Looking to diversify his holdings, Sinnott eventually became a major railroad investor. In addition to being a successful in the realms of distilling and railroad transportation, Joseph F. Sinnott served as the director of the First National Bank in Philadelphia.

== Family life ==
Nine years after his arrival in the United States, in 1863, Joseph F. Sinnott married Annie Eliza Rogers at Philadelphia. The couple had nine children together, six boys and three girls.

1. Joseph Edward Sinnott (April 13, 1864 – July 21, 1882)
2. Mary Elizabeth Sinnott (March 26, 1866 – 1919)
3. Henry Gibson Sinnott (November 3, 1867– February 14, 1899)
4. Annie Leonora Sinnott Devereux (December 7, 1869 – 1944)
5. Clinton Rogers Sinnott (July 12, 1872 – May 21, 1943)
6. James Frederick Sinnott (December 14, 1873 – May 7, 1908)
7. John Sinnott (December 13, 1875 – December 10, 1944)
8. Clarence Coffin Sinnott (October 6, 1878 – 1938)
9. Eliza Lorea Sinnott (November 21, 1880 – June 1, 1882)

Sinnott's younger brother, James Patrick Sinnott (1848–1925), also immigrated and became a Reverend Monsignor and rector of St. Charles Borromeo.

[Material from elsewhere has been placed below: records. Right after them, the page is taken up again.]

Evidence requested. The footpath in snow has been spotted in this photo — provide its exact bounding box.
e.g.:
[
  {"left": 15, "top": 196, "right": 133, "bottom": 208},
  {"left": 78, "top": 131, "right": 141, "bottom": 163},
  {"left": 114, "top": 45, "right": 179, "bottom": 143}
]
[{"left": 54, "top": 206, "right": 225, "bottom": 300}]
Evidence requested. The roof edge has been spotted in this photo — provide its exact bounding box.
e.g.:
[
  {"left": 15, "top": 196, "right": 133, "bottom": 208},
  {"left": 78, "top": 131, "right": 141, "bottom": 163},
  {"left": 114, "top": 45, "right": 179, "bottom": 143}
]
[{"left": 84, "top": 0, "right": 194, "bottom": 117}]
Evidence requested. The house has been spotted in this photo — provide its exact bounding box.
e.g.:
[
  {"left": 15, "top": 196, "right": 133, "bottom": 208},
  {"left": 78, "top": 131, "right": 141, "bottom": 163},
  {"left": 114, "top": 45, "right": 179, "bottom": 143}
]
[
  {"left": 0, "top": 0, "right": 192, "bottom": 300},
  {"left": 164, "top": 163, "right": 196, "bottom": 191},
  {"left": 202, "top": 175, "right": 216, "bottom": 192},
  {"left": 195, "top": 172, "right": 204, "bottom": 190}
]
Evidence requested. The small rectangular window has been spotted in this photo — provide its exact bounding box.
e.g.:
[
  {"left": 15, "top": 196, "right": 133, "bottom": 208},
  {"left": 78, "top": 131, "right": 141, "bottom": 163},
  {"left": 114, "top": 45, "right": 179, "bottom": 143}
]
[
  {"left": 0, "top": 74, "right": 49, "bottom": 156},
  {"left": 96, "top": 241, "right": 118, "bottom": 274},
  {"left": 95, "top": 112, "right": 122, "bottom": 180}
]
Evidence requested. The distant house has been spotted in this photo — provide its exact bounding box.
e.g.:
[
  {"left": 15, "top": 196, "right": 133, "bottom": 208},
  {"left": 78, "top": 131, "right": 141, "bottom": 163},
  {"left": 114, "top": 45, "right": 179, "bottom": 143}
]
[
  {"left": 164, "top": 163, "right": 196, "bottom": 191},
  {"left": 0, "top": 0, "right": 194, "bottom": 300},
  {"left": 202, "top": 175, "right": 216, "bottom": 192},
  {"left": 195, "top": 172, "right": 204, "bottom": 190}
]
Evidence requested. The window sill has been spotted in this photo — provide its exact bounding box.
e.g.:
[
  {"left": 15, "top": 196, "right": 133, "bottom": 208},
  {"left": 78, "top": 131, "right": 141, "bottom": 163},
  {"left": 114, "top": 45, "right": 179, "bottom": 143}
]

== Religious and political views ==
Sinnott was publicly against prohibition. By the end of the 1880s he was generously funding the anti-prohibition campaign in Pennsylvania to thwart passage of laws that could have threatened his business.

Sinnott was a devout Catholic as was evident with his service as a member of the St. Charles Theological Seminary and the Catholic Historical Society. In life, Sinnott donated to and actively worked with organizations for the advancement of the Catholic church, and in his will, he left a hefty sum to multiple Catholic charities. Sinnott also took care to keep ties with his homeland, supporting famine stricken families and less fortunate individuals back in Ireland and, as a member of the Friendly Sons of St. Patrick, he provided help for his fellow Irishmen who lacked the good fortune that he had upon arriving in America

== Honors ==

Sinnott was a representative of the whiskey trade at the Commercial Exchange in 1867, and protested a law on the storage of whiskey which liquormen deemed unjust and a detriment to their businesses. Sinnott was also a member of the Pennsylvania Reserve Association, which paid respects to General Meade in 1872 as well as secretary to a committee with other transportation elites that supported the Transatlantic Line. Sinnott was not only on the board of directors of the Philadelphia Catholic Gentlemen's Club, but was also appointed to a committee of Wine and Liquor Men to raise money for the Centennial, and was nominated as a member of the selection committee of the New York Heralds campaign for famine relief in Ireland in 1880.

== Death ==

Joseph F. Sinnott died in June 1906, presumably of colon cancer. Sinnott left behind an estate valued at more than two million dollars. He also dedicated a large portion of his wealth to charitable purposes, including a donation of $10,000 in trust to the Pennsylvania University hospital to set aside and maintain a room for a sick or injured journalist or writer, in honor of his late son, Joseph Edward Sinnott. Similarly, Sinnott requested that a room be set aside in St. Joseph's hospital as well, in the name of Henry Gibson Sinnott, his other deceased son. Sinnott also gave thousands to various Catholic institutions, such as St. John's Orphans’ Asylum, St. Charles Borromeo Theological Seminary, Little Sisters of the Poor, and the Catholic Home for Destitute Children, among others.